If you either do not have such a right or if you have such a right but do not wish to exercise it, you may have a right under an agreement between you and the Relevant Shareholder to give instructions to the Relevant Shareholder as to the exercise of voting rights.

Your main point of contact in terms of your investment in the Company remains the Relevant Shareholder (or, perhaps, your custodian or broker) and you should continue to contact them (and not the Company) regarding any changes or queries relating to your personal details and your interest in the Company (including any administrative matters). The only exception to this is where the Company expressly requests a response from you.

The rights relating to proxies set out above do not apply directly to nominated persons.

6 Withheld votes

A vote withheld is not a vote in law, which means that the vote will not be counted in the calculation of votes for or against the resolution. If no voting indication is given, your proxy will vote or abstain from voting at his or her discretion. Your proxy will vote (or abstain from voting) as he or she thinks fit in relation to any other matter which is put before the meeting.

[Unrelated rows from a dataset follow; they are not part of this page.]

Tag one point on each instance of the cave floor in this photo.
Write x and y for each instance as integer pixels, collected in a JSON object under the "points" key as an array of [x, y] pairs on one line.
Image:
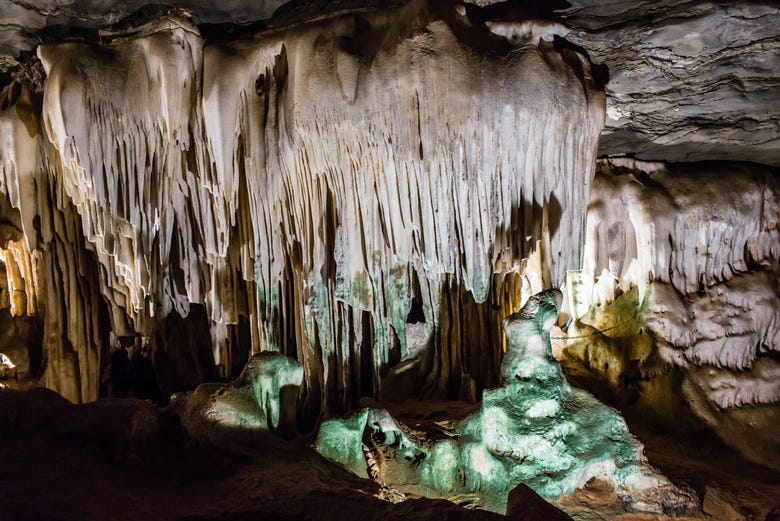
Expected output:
{"points": [[64, 462]]}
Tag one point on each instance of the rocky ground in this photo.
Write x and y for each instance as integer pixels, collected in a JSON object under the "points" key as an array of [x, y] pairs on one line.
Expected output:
{"points": [[127, 459]]}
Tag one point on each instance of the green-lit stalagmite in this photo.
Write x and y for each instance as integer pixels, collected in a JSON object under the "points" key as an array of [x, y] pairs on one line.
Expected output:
{"points": [[533, 429]]}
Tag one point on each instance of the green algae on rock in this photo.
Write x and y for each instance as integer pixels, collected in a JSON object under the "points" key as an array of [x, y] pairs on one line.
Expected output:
{"points": [[534, 429]]}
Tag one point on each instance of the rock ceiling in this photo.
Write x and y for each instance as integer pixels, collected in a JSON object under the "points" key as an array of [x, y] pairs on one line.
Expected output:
{"points": [[688, 80]]}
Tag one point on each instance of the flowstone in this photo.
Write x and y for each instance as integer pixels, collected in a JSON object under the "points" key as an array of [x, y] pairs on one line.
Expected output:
{"points": [[262, 399], [534, 429]]}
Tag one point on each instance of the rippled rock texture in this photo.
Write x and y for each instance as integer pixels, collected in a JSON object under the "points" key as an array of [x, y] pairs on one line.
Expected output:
{"points": [[191, 202], [677, 307]]}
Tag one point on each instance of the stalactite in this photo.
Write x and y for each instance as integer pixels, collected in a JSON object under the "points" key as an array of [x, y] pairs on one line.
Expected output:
{"points": [[303, 179]]}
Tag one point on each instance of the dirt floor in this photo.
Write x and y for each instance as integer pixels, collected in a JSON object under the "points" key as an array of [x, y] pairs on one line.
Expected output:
{"points": [[128, 460]]}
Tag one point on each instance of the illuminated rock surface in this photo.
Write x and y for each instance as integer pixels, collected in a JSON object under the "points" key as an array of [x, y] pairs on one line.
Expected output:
{"points": [[309, 181], [534, 429], [686, 308], [336, 205]]}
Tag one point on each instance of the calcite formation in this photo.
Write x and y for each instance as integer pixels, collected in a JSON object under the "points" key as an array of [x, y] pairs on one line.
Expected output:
{"points": [[678, 303], [304, 187], [534, 429], [262, 399]]}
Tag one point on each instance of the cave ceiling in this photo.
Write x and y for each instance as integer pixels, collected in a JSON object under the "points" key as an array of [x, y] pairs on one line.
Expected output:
{"points": [[687, 81]]}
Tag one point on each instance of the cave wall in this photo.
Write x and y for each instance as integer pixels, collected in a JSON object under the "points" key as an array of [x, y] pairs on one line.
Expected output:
{"points": [[308, 183], [677, 308]]}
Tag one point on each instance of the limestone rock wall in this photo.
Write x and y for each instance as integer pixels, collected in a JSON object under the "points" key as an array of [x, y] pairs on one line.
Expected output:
{"points": [[678, 303], [304, 186]]}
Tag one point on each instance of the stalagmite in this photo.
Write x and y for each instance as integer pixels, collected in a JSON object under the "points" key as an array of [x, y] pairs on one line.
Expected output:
{"points": [[533, 429], [306, 186]]}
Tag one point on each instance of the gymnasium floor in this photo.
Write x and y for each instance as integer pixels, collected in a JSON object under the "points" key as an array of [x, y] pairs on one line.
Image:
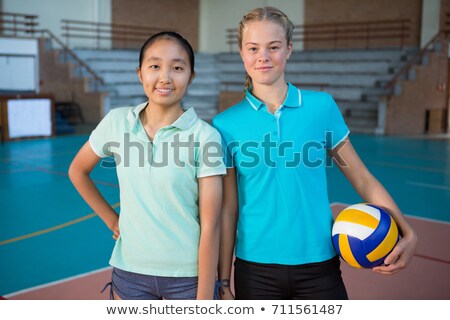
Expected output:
{"points": [[52, 246]]}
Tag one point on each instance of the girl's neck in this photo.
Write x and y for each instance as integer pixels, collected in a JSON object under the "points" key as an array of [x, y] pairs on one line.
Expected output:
{"points": [[155, 117], [273, 96]]}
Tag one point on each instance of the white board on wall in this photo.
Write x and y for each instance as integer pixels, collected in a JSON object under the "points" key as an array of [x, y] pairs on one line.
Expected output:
{"points": [[29, 118], [19, 65]]}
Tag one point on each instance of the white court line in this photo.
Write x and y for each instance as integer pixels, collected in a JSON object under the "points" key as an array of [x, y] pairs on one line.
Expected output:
{"points": [[428, 185], [50, 284]]}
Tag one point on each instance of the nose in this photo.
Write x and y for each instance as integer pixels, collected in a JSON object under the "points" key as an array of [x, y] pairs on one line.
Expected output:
{"points": [[164, 76], [264, 57]]}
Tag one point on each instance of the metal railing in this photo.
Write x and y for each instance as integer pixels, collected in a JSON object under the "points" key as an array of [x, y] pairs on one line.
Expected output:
{"points": [[17, 24], [20, 25], [443, 34], [367, 34], [121, 35]]}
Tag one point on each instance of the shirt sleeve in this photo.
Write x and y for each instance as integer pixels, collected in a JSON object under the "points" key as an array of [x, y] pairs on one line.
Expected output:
{"points": [[226, 147], [337, 129], [210, 159], [100, 138]]}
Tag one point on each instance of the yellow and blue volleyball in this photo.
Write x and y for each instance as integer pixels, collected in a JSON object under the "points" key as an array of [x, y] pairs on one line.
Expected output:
{"points": [[364, 234]]}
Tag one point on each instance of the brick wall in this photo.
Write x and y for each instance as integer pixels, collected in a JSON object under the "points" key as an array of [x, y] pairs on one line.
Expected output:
{"points": [[176, 15]]}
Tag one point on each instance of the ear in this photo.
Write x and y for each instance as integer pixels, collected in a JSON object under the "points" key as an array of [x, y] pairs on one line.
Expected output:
{"points": [[289, 50], [192, 78], [138, 71]]}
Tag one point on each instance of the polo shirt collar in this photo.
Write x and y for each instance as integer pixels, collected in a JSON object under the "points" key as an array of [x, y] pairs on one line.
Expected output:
{"points": [[185, 121], [293, 98]]}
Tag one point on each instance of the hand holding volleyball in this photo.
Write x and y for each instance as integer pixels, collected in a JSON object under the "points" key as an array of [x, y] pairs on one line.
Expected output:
{"points": [[364, 234]]}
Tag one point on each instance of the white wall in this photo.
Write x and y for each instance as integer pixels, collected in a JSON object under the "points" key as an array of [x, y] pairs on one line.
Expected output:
{"points": [[51, 12], [19, 65], [218, 15], [430, 20]]}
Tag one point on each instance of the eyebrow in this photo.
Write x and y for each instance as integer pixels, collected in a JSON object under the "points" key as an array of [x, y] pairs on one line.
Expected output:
{"points": [[180, 60], [271, 42]]}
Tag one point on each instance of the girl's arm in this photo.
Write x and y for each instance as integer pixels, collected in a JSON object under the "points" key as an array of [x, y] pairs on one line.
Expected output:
{"points": [[371, 190], [228, 224], [210, 199], [79, 171]]}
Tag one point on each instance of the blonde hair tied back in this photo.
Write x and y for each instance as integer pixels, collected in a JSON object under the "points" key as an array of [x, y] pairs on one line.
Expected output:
{"points": [[260, 14]]}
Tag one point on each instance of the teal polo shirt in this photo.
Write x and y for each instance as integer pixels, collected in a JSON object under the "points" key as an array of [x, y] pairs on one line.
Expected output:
{"points": [[280, 161], [159, 216]]}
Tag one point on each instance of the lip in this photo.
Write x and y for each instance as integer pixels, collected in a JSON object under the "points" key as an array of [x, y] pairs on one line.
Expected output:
{"points": [[164, 91], [264, 68]]}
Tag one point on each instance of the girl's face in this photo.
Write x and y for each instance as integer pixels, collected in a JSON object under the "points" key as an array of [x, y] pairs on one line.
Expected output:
{"points": [[165, 72], [265, 52]]}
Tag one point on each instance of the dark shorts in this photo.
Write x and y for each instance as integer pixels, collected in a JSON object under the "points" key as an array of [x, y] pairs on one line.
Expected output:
{"points": [[316, 281], [135, 286]]}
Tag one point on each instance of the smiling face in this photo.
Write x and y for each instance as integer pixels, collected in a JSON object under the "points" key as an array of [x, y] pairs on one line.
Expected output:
{"points": [[165, 72], [264, 51]]}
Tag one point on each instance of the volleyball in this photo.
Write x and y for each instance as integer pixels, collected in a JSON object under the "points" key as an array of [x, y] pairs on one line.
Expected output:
{"points": [[364, 234]]}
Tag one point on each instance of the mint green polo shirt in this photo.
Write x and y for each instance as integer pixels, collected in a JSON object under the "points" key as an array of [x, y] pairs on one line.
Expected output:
{"points": [[280, 161], [159, 214]]}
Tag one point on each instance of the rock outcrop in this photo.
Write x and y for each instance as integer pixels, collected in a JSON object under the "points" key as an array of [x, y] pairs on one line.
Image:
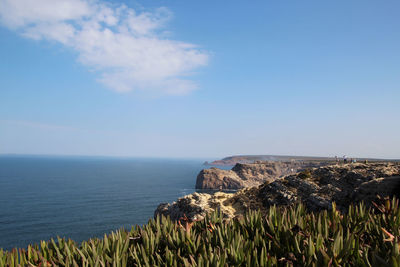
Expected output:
{"points": [[317, 188], [250, 174]]}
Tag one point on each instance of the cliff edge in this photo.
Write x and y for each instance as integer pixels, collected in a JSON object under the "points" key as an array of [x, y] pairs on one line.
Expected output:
{"points": [[250, 174], [317, 188]]}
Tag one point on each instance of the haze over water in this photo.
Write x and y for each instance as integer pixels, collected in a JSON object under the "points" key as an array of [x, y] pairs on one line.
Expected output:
{"points": [[83, 197]]}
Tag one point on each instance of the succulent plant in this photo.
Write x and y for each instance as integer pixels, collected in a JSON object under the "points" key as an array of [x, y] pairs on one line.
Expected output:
{"points": [[285, 236]]}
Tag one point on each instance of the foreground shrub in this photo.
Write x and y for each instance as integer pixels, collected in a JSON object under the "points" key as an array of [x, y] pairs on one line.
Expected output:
{"points": [[284, 237]]}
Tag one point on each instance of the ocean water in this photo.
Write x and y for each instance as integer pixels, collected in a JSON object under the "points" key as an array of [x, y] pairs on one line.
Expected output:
{"points": [[83, 197]]}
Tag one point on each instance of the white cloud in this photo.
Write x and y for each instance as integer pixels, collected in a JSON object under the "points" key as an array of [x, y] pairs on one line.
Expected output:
{"points": [[124, 46]]}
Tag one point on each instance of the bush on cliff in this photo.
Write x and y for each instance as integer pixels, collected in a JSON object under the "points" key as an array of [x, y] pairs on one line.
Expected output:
{"points": [[285, 236]]}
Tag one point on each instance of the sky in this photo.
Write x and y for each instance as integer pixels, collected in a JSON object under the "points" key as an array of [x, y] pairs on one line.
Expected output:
{"points": [[204, 79]]}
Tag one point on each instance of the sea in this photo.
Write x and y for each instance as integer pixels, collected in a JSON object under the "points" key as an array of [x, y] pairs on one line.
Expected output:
{"points": [[42, 197]]}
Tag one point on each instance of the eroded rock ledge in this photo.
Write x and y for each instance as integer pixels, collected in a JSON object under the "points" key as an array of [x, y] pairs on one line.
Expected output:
{"points": [[245, 175], [317, 188]]}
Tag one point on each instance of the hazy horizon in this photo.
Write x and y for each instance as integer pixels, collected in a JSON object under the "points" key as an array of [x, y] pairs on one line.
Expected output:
{"points": [[192, 79]]}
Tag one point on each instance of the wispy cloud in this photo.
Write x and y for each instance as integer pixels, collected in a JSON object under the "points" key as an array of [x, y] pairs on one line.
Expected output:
{"points": [[127, 48], [38, 125]]}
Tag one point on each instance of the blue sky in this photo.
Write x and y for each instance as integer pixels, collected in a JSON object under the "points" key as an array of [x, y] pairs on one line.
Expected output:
{"points": [[200, 78]]}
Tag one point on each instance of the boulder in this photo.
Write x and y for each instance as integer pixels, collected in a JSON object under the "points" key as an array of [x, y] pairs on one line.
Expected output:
{"points": [[317, 188]]}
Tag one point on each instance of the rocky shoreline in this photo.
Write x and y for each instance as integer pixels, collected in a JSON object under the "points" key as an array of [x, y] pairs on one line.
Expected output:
{"points": [[316, 187], [244, 175]]}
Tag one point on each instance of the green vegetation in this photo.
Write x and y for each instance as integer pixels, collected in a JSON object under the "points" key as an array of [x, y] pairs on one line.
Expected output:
{"points": [[284, 237]]}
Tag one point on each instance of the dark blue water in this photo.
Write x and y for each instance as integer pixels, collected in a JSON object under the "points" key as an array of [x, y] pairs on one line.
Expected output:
{"points": [[82, 197]]}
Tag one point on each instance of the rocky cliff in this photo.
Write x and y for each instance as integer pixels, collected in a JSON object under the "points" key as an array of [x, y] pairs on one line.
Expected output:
{"points": [[250, 174], [317, 188]]}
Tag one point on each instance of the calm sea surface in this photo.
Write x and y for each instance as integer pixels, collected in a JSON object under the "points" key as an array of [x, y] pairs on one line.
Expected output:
{"points": [[83, 197]]}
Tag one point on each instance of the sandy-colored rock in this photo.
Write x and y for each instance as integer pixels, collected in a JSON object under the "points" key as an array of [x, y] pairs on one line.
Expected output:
{"points": [[317, 188], [250, 174]]}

7 Issued shares and total voting rights

As at 29 July 2025 (being the latest practicable date prior to the publication of this Notice), the Company's issued share capital comprised 505,099,478 Ordinary Shares, carrying one vote each, of which no Ordinary Shares were held in treasury. Therefore, the total voting rights in the Company as at 29 July 2025 were 505,099,478.

8 Questions at the meeting

Any member attending the meeting has the right to ask questions. The Company must answer any question you ask relating to the business being dealt with at the meeting unless:

  • answering the question would interfere unduly with the preparation for the meeting or involve the disclosure of confidential information;
  • the answer has already been given on a website in the form of an answer to a question; or
  • it is undesirable in the interests of the Company or the good order of the meeting that the question be answered.

9 Voting

Voting on all resolutions will be conducted by way of a poll. As soon as practicable following the meeting, the results of the voting will be announced via a regulatory information service and also placed on the Company's website.

10 Communication

Except as provided above, Shareholders who have general queries about the meeting should telephone Equiniti Limited on +44 (0) 371 384 2030. Calls are charged at the standard geographic rate and will vary by phone provider. Calls outside the United Kingdom will be charged at the applicable international rate. Equiniti Limited are open between 08:30 - 17:30, Monday to Friday excluding public holidays in England and Wales. No other methods of communication will be accepted.

You may not use any electronic address provided in this Notice, or in any related documents for communicating with the Company for the purposes other than those expressly stated.